How works created by artificial intelligence, or AI, are treated by various jurisdictions has been a hot topic recently, including in this very blog (for example here and here). It seems that, despite a briefly celebrated win in Australia, the technology is seeing setback after setback on whether AI-created works will be covered by IP and this seems more unlikely every day. The US Copyright Office was the latest blow in the battle for IP protection of AI-created works, which leaves the technology in a bit of a bind, however, it featured a familiar individual yet again.
The US Copyright Office's Review Board recently released a decision on the copyright protection of a work, A Recent Entrance to Paradise, created by an AI program called Creativity Machine, developed by Steven Thaler. While the Creativity Machine was the author of the work, Mr Thaler was listed as the claimant alongside it as its owner. The work was autonomously created by the Creativity Machine, but Mr Thaler wanted to register the work as a work-for-hire to the owner of the program, himself.
The US Copyright Office initially rejected the registration of the copyright in the work in 2019 as it "lacks the human authorship necessary to support a copyright claim", which Mr Thaler subsequently appealed this decision arguing that the "human authorship requirement is unconstitutional and unsupported by either statute or case law". Despite this, the Copyright Office rejected the registration on the same basis as before and noted that Mr Thaler had not provided any evidence of sufficient creative input or intervention by a human author in the work and that the Copyright Office won't abandon its longstanding interpretation of this matter which is based on precedent from the courts, including the Supreme Court.

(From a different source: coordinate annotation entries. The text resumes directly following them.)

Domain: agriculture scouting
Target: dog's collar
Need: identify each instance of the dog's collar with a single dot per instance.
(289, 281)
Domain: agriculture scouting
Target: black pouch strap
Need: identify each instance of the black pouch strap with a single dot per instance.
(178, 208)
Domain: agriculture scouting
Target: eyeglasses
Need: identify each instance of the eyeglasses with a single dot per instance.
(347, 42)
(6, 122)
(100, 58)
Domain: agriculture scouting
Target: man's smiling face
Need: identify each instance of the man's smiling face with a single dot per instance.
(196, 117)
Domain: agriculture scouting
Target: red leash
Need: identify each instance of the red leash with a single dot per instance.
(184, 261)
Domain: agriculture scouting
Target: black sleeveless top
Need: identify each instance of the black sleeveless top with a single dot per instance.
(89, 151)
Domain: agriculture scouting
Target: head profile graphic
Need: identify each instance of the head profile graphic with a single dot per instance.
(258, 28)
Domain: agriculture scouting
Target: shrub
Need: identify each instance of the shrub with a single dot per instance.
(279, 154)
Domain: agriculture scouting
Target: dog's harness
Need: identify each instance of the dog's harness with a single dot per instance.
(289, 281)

Being ever-persistent, Mr Thaler then yet again appealed, arguing in a familiar fashion that the Office’s human authorship requirement is unconstitutional and unsupported by case law. Mr Thaler also argued that there is a public policy piece to this where the Copyright Office 'should' register copyright in machine-created works because doing so would "further the underlying goals of copyright law, including the constitutional rationale for copyright protection". Mr Thaler also again rejected the Copyright Office's assertions of supporting case law.
At the beginning of its decision, the Review Board accepted that the works were indeed created by AI without any creative contribution from a human actor. However, the Board noted that copyright only protects "the fruits of intellectual labor that are founded in the creative powers of the [human] mind". Mr Thaler was therefore tasked with either proving that the work was created by a human, which it hadn't been, or somehow convincing the Board to depart from long-established precedent.
The Review Board then moved on to discussing the precedent relevant to the matter at hand.
Paragraph 306 of the US Copyright Compendium sets out that "the Office will refuse to register a claim if it determines that a human being did not create the work". As such, human authorship is a prerequisite to copyright protection in the US.
Similarly, 17 USC 102(a) affords copyright protection to "original works of authorship", and, while the phrase is very broad in its definition, it still requires human authorship. This has been supported by US Supreme Court decisions in Burrow-Giles Lithographic Co. v Sarony and Mazer v Stein where the Supreme Court required human authorship for copyright protection. In addition to the highest court in the US, the lower courts have also followed these decisions.
Although the courts haven't directly decided on AI authorship in relation to copyright just yet, Mr Thaler has featured in a recent decision in the case of Thaler v Hirshfeld (the very same individual as in this decision) where the court decided that, under the Patent Act, an ‘inventor’ must be a natural person and cannot be an AI.
The Board also discussed a recent report by the USPTO who discussed IP issues around AI. In this report, the USPTO noted that "existing law does not permit a non-human to be an author [and] this should remain the law".
The Board also briefly touched on Mr Thaler's secondary argument, which was that AI can be an author under the law because the work-made-for-hire doctrine allows for non-human, artificial persons such as companies to be authors. The Board rejected this argument since the work was not made for hire. This was due to the requirement for such a work to be prepared by e.g. an employee or one or more parties who agree that the work is one for hire. No such agreement was in place between Mr Thaler and the Creativity Machine. Even outside of this, the doctrine merely addresses ownership and not copright protection, so human authorship is, yet again, required.
The Board, therefore, rejected the appeal and refused to register the work.
The decision by the Board is by no means surprising, as the status of AI-created works seems to be more and more established as the years go by as a no-go. While copyright protection could be possible in some jurisdictions, as discussed in the above blog articles in more detail, it seems highly unlikely to be possible in the US without legislative intervention. As AI develops the law will have to address this and potentially grant AI-creation some level of protection, however, this will take some time to come true.